Одно из двух: или вы кинетесь спасать несчастного, а в холодное время года это грозит вам гибелью, или предоставите утопающего самому себе, и от его негромких всплесков, попыток выплыть вас будет мучить порой странная ломота. Ну, покойной ночи. Как, вы не знаете, кто эти дамы в витринах? Сама мечта, сударь, мечта! Путешествие в Индию по сходной цене. Эти красавицы насквозь пропахли экзотическими пряностями. Вы вхо́дите, они задергивают занавески, и плавание начинается. Боги нисходят на обнаженные тела, по океану дрейфуют острова, безумные, увенчанные взлохмаченными на ветру космами высоких пальм. Попробуйте.


Что такое судья на покаянии? О, я вижу, вы заинтригованы. Я сказал это без всякой хитрости, поверьте, и могу объяснить. В известном смысле это даже входит в мои обязанности. Но сначала мне нужно сообщить вам некоторые факты, они помогут вам лучше понять меня.

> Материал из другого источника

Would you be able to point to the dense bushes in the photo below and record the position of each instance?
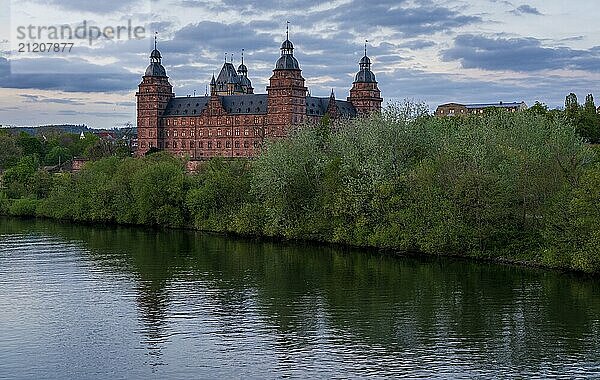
(519, 186)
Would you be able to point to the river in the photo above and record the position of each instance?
(87, 302)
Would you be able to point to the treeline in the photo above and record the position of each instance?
(516, 186)
(584, 117)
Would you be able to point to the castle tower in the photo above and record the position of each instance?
(332, 108)
(286, 93)
(365, 95)
(153, 95)
(243, 77)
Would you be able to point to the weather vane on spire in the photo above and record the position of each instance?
(287, 30)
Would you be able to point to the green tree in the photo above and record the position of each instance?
(10, 152)
(571, 105)
(589, 106)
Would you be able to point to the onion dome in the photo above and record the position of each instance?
(287, 45)
(155, 54)
(365, 75)
(155, 68)
(365, 61)
(287, 61)
(244, 81)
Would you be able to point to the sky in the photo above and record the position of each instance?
(432, 51)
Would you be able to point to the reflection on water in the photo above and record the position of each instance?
(83, 302)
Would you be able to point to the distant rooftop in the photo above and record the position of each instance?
(499, 105)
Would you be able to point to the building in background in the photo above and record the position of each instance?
(455, 109)
(233, 121)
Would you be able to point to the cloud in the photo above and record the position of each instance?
(401, 16)
(99, 7)
(526, 9)
(83, 77)
(518, 54)
(42, 99)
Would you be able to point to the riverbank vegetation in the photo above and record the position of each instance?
(521, 186)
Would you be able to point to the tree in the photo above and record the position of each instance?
(9, 151)
(571, 105)
(589, 106)
(539, 108)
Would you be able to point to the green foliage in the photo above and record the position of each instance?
(10, 152)
(217, 193)
(520, 186)
(24, 207)
(585, 119)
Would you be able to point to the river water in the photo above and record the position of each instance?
(112, 302)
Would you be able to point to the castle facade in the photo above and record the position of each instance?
(233, 121)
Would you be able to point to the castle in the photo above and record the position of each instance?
(233, 121)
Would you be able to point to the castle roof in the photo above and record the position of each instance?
(318, 106)
(228, 75)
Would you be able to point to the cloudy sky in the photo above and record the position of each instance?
(434, 51)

Несколько лет назад я был адвокатом в Париже, и, честное слово, довольно известным адвокатом. Разумеется, я вам не сказал своего настоящего имени. Я специализировался на «благородных делах», на защите вдов и сирот, как говорится. Не знаю, почему защищать их считается благородным – ведь есть весьма зловредные вдовы и свирепые сироты. Но достаточно было, чтобы от обвиняемого хоть чуточку повеяло запахом жертвы, как широкие рукава моей мантии начинали взлетать. Да еще как! Настоящая буря. Душа нараспашку. Право, можно было подумать, что сама богиня правосудия еженощно сходила на мое ложе. Я уверен, вас восхитил бы верный тон моих защитительных речей, искренность волнения, убедительность, теплота и сдержанное негодование. От природы я был наделен выигрышной внешностью, благородные позы давались мне без труда. Кроме того, меня поддерживали два искренних чувства. Чувство удовлетворенности оттого, что я борюсь за правое дело, и безотчетное презрение к судьям вообще. Впрочем, это презрение, в конце концов, не было уж таким безотчетным. Теперь я знаю, что для него имелись основания, но со стороны оно походило на некую страсть. Нельзя отрицать, что по крайней мере в настоящий момент с судьями у нас слабовато, не правда ли? Но я не мог понять, как это человек решается выполнять такие удивительные обязанности. Судьи, однако, примелькались мне, и я мирился с их существованием, как, скажем, с существованием кузнечиков. С тою лишь разницей, что нашествие стрекочущих прямокрылых никогда не приносило мне ни гроша, тогда как я зарабатывал себе на жизнь благодаря словопрениям с этими людьми, которых я презирал.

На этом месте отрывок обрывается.